In response to the report, the Canada Revenue Agency said it does not select registered charities for audit based on any particular faith or denomination, adding it is firmly dedicated to diversity, inclusion and anti-racism.
Still, the 129 signatories of the letter to Trudeau, including the National Council of Canadian Muslims, the Edmonton Islamic Centre, the London Muslim Mosque, the Ottawa-based ICLMG and other civil society organizations, want the Liberal government to implement the monitoring group report's recommendations.
The report urged the government to refer the issue to Canada's security watchdog, the National Security and Intelligence Review Agency, for an examination of the Review and Analysis Division's processes to ensure organizations are not being targeted due to racial or religious prejudice.
It also said Revenue Minister Diane Lebouthillier should declare an immediate moratorium on the targeted audit of Muslim charities until the review is complete.
Muslim charities offer important religious services in mosques, education through schools, and social services and youth programs at centres, says the letter to Trudeau, Lebouthillier, Finance Minister Chrystia Freeland and Public Safety Minister Bill Blair.
"They offer relief to the most vulnerable in Canada and abroad.
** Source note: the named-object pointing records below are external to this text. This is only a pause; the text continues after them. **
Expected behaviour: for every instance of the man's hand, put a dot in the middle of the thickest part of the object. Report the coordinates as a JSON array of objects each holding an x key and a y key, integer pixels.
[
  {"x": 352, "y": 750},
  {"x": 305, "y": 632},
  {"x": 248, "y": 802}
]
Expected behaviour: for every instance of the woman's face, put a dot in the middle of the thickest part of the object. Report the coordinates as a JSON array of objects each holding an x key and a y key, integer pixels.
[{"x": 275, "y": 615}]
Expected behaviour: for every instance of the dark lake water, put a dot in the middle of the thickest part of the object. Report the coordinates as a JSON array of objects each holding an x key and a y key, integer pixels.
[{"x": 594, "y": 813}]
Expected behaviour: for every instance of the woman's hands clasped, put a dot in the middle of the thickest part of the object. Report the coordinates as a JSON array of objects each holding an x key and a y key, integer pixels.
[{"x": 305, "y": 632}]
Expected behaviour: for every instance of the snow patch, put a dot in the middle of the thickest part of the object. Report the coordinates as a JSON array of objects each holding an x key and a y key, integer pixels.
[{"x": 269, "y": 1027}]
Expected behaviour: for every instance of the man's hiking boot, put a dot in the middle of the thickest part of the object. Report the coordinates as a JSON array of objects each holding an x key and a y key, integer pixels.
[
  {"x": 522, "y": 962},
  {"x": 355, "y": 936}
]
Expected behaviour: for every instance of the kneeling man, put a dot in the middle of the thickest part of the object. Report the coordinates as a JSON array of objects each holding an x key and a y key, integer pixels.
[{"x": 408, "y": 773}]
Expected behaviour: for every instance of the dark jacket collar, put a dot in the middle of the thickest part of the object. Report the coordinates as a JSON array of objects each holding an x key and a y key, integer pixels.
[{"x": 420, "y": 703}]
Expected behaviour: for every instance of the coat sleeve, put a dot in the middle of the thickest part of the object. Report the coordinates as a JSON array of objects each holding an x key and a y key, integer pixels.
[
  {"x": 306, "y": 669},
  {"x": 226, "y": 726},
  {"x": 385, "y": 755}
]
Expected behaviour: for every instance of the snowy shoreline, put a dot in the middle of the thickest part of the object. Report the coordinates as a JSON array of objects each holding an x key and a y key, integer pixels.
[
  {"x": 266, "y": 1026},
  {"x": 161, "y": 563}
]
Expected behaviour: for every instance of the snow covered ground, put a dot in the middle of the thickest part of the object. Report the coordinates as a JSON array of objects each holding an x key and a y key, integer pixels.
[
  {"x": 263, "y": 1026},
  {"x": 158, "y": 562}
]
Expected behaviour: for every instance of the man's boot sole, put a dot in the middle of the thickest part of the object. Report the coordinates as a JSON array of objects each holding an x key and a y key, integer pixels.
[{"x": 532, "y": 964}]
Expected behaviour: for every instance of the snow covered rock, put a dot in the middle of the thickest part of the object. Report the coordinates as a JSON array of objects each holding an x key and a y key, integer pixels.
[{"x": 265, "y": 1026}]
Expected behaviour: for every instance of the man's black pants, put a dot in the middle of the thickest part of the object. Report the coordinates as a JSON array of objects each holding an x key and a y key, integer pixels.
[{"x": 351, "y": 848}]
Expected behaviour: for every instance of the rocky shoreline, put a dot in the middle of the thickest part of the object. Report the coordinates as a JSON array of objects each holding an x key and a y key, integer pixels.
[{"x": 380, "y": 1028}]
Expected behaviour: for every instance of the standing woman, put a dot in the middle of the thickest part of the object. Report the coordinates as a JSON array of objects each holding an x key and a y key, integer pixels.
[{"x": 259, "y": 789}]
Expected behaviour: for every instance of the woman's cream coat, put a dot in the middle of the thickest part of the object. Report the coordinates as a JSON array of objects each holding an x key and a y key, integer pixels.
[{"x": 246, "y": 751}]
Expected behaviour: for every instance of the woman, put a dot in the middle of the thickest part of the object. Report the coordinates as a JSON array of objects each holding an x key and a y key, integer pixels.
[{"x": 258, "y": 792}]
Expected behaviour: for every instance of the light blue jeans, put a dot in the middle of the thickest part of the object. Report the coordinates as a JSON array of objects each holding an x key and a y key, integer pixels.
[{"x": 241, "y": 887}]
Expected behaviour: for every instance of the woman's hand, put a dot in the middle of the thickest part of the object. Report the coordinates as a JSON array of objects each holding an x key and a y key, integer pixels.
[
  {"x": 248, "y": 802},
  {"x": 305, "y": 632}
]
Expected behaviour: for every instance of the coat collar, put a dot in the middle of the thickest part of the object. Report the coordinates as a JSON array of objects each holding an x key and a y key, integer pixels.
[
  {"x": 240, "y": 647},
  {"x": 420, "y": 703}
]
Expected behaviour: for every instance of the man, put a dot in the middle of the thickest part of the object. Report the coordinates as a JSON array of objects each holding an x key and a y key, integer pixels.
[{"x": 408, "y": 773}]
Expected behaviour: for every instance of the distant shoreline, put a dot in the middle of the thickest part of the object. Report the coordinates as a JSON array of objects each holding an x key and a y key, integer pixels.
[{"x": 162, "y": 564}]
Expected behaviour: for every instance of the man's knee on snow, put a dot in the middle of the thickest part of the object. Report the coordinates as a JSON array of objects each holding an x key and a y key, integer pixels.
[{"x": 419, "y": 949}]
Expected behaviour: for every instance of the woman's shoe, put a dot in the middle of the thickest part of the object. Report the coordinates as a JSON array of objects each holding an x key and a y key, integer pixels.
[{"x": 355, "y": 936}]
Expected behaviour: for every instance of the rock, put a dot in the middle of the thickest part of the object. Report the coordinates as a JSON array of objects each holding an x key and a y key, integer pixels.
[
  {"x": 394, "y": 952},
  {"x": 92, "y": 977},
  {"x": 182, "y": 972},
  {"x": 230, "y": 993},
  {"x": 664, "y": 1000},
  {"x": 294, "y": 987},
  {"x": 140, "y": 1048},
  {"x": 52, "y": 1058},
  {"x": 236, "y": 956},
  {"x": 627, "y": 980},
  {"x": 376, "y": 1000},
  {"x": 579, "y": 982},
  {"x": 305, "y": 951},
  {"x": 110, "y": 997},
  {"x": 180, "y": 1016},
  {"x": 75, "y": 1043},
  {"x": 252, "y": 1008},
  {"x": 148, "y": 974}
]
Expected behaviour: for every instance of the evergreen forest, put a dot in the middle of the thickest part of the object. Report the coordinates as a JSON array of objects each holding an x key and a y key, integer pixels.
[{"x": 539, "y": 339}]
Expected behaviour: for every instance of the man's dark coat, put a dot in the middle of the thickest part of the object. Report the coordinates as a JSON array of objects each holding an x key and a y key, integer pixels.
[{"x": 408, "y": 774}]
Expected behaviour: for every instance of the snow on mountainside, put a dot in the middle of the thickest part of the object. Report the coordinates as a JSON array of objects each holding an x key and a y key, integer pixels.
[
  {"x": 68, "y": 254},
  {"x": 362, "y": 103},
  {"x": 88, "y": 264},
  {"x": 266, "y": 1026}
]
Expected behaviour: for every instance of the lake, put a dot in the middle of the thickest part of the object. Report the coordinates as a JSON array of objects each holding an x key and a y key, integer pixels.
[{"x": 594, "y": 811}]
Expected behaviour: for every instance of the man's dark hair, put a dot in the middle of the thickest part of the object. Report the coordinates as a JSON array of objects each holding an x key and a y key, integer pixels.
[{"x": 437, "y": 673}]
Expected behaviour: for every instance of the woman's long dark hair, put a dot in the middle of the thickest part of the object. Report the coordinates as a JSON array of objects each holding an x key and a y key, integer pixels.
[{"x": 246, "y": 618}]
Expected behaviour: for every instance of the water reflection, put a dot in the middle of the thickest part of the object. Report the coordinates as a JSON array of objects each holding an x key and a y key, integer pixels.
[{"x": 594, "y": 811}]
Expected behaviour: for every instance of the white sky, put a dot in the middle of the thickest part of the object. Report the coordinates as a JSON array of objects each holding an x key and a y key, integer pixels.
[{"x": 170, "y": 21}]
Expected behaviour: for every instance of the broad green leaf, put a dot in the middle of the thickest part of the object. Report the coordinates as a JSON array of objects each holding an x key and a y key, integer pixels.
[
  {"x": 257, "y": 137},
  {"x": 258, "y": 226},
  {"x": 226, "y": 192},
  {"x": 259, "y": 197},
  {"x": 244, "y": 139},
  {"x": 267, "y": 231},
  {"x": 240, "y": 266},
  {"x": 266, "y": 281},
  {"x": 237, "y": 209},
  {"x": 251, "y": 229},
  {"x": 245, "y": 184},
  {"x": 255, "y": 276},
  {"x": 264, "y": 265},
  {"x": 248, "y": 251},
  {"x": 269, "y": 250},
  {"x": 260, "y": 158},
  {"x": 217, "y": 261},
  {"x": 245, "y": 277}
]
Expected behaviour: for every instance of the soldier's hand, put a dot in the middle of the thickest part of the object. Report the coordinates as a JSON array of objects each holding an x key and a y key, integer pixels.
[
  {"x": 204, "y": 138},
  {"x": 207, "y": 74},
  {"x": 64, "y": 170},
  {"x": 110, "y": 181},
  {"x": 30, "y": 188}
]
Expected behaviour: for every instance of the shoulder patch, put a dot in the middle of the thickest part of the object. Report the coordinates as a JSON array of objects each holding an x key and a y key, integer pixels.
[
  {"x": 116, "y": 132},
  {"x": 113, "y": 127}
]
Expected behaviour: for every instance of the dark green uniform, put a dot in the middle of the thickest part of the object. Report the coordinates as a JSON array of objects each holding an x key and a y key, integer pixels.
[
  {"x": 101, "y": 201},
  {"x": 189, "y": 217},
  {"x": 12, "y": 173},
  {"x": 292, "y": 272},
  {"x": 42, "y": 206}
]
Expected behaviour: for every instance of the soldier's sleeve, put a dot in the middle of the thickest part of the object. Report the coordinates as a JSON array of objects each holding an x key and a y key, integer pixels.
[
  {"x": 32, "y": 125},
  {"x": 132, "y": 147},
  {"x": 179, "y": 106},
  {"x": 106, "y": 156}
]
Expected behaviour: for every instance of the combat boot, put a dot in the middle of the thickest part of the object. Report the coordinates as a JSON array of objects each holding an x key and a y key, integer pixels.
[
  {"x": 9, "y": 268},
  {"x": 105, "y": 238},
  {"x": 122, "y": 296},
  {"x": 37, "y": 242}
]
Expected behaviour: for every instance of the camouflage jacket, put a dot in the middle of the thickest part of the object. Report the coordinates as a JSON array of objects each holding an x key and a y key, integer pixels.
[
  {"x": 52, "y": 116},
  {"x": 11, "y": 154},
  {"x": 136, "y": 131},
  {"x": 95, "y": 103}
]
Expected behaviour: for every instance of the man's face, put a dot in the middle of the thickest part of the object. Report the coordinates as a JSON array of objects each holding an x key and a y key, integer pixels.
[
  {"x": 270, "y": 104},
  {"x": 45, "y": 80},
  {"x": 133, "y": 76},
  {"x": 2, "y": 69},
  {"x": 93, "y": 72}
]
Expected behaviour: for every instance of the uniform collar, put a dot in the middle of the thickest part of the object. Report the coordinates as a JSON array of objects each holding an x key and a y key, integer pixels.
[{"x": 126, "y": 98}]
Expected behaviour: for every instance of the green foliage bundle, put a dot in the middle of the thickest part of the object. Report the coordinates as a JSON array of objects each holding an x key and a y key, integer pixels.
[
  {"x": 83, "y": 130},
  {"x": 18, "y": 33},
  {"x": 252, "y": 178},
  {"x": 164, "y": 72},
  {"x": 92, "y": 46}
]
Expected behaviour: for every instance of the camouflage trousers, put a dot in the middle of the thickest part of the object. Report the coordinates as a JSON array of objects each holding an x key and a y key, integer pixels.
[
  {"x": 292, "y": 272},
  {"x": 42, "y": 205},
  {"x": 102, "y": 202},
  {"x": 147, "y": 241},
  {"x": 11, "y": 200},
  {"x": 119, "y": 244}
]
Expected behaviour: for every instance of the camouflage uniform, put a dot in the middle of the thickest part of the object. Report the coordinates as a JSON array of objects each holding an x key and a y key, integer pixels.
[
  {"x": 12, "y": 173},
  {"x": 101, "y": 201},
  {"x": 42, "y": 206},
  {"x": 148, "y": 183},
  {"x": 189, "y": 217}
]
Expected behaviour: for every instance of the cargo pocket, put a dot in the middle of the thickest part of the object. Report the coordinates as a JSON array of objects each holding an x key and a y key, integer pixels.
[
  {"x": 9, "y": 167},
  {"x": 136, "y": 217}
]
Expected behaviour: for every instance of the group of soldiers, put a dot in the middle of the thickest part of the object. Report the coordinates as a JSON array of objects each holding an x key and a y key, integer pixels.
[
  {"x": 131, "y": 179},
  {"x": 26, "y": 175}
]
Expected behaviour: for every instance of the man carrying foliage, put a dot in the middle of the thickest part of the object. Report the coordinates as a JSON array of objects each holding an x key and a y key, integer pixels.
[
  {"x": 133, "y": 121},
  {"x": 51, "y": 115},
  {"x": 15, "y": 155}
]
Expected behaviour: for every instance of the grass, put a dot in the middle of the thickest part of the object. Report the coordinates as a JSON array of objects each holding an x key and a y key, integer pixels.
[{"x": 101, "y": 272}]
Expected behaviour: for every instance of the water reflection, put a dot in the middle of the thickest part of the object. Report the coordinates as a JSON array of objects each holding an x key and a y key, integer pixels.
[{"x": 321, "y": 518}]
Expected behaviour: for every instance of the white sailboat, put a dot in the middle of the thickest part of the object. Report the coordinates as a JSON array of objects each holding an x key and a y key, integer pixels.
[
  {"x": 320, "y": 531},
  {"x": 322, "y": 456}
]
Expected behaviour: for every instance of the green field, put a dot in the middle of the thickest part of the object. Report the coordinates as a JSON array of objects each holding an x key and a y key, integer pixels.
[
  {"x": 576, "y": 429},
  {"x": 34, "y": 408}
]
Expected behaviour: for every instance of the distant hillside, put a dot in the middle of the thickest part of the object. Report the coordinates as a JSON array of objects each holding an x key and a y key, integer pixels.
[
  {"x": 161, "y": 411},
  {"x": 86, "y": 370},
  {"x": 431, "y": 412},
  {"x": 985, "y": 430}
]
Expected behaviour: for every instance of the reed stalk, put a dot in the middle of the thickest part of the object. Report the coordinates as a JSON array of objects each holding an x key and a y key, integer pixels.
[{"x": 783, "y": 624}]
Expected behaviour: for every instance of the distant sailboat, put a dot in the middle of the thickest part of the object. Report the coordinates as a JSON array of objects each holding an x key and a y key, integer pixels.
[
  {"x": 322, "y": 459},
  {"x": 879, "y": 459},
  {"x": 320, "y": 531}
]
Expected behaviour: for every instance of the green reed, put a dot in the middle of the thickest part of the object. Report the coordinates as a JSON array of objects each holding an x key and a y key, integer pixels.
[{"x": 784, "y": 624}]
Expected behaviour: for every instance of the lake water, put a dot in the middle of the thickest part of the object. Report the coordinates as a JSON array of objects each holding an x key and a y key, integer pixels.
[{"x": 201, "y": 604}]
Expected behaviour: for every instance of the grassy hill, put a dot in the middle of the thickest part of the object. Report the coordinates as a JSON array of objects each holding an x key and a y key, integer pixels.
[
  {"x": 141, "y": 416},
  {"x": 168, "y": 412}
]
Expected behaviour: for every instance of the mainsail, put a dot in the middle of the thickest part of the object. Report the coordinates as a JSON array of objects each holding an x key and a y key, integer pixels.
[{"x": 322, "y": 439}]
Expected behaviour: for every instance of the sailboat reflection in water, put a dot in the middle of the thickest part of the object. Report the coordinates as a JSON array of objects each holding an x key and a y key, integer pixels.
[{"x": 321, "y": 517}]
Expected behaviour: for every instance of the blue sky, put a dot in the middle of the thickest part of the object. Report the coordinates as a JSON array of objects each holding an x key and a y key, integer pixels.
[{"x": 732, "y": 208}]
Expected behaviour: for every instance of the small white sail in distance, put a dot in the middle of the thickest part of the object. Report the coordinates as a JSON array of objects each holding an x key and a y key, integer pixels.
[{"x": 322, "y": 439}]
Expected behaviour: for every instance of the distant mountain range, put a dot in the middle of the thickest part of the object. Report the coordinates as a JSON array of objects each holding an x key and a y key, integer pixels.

They are developing a healthy and strong Canadian Muslim identity that contributes to our strength through diversity every single day," the letter says.
"Targeting Muslim charities on the basis of terrorist financing suspicions simply because of the religion they uphold is Islamophobic and prejudiced."
Dismantling such prejudice is the first step in fighting hate, adds the letter, which notes Trudeau has promised an emergency national summit on Islamophobia in coming weeks.
"It is also important for our community to see effective action against systemic and structural Islamophobia. We call on you to put an end to the Islamophobic practices within the CRA and to ensure oversight and accountability."
The Prime Minister's Office referred questions to the revenue minister.
A spokesman for Lebouthillier said the federal revenue agency is at arm's length from the offices of the revenue minister and the prime minister and, as such, these offices do not "instruct the CRA to begin audits, nor do they intervene in audits underway."
NDP Leader Jagmeet Singh said federal resources must be directed against the extreme right-wing groups that pose a real threat to security, including the safety of Muslims.
"The Muslim community is feeling that injustice, and that unfairness, about being targeted on one hand, but then nothing being done to protect them on the other," Singh said Wednesday.
"And so this is a real pain that leaders in the Muslim community are feeling. And it should be a moment for us to say: that can't continue, that is wrong."